HomeUncategorizedAtlantic Records donate £26m to Oxford University

Atlantic Records donate £26m to Oxford University

US label Atlantic Records has donated £26 million to Oxford University.
The donation was made by Mica Ertegun, the widow of the founder of the label, Ahmet Ertegun, and it will be used to create scholarships for students studying humanities subjects.
Fifteen scholarships will be handed out every year, although it will eventually help at least 35 graduates a year, in what is the largest donation the university’s humanities department has ever received.
And students do not have to be applying to study music, as the scholarships will also be open to graduates in literature, history, archaeology, art history and Middle Eastern studies.

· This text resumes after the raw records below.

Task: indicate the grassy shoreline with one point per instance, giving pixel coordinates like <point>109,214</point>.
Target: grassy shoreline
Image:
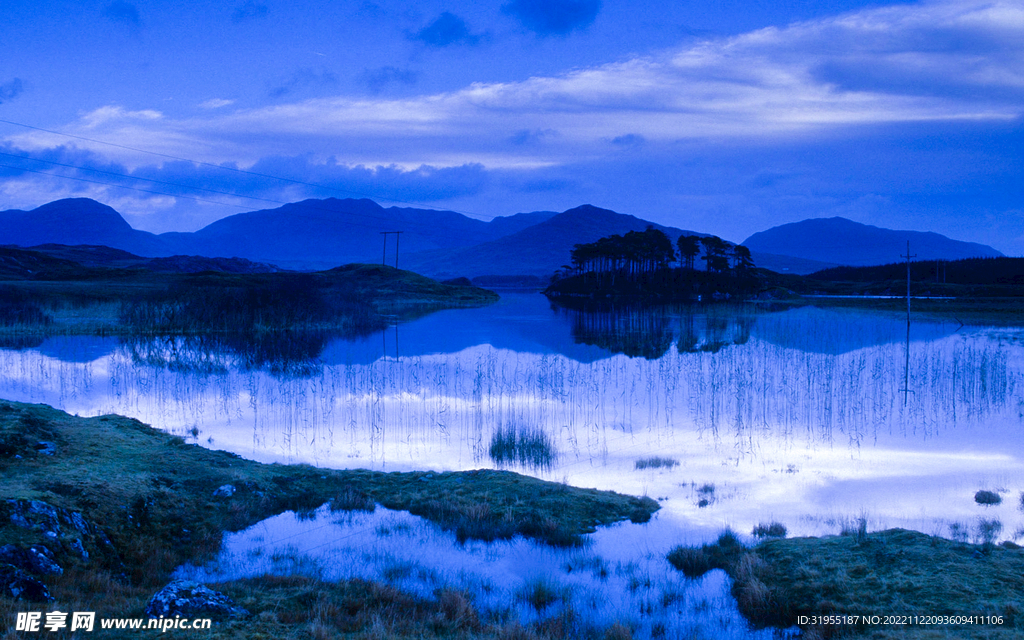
<point>895,572</point>
<point>155,498</point>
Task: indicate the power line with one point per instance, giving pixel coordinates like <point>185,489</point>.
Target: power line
<point>236,170</point>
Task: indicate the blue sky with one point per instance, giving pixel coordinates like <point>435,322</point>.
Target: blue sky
<point>724,117</point>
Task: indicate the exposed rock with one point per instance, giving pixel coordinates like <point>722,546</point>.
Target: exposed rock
<point>46,448</point>
<point>36,559</point>
<point>189,599</point>
<point>224,491</point>
<point>64,531</point>
<point>17,585</point>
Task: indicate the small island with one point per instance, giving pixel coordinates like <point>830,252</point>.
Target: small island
<point>643,265</point>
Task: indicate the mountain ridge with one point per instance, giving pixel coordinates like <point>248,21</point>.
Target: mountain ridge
<point>840,241</point>
<point>314,235</point>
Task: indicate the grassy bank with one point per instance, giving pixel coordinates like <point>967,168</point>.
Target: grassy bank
<point>885,573</point>
<point>150,502</point>
<point>350,298</point>
<point>274,320</point>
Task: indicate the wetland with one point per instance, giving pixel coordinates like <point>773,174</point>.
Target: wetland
<point>806,421</point>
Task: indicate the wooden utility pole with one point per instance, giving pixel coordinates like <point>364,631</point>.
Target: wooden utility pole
<point>906,361</point>
<point>397,237</point>
<point>908,256</point>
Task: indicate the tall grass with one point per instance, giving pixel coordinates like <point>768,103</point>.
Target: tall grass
<point>524,445</point>
<point>656,463</point>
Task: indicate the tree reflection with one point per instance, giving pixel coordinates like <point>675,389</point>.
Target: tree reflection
<point>648,331</point>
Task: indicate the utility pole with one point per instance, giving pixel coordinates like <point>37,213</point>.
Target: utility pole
<point>397,237</point>
<point>906,349</point>
<point>908,256</point>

A portion of the donation will also be used to refurbish a five-storey Georgian university building, to be named the Mica and Ahmet Ertegun House for the Study of the Humanities, which will be fitted with state-of-the-art technologies for the students.
“For Ahmet and for me, one of the great joys of life has been the study of history, music, languages, literature, art and archaeology,” Mica explained.
“My dream is that, one day, Ertegun Scholars will be leaders in every field – as historians and philosophers, as archaeologists and literary scholars, as writers and composers, as statesmen and theologians.”
Atlantic Records is perhaps best-known for signing legendary soul acts Aretha Franklin, Otis Reading and Ray Charles and later moving into rock and roll with Led Zeppeliln and the Rolling Stones.
However, it is its partnership with Led Zeppelin that helped the donation come about.
The band was performing a memorial concert for Ahmet at the O2 Arena in 2007 and some of the proceeds went to the university.
Mica explained to the Guardian: “Ahmet was highly educated, he went to a college where you really had to read everything and his passion was music.”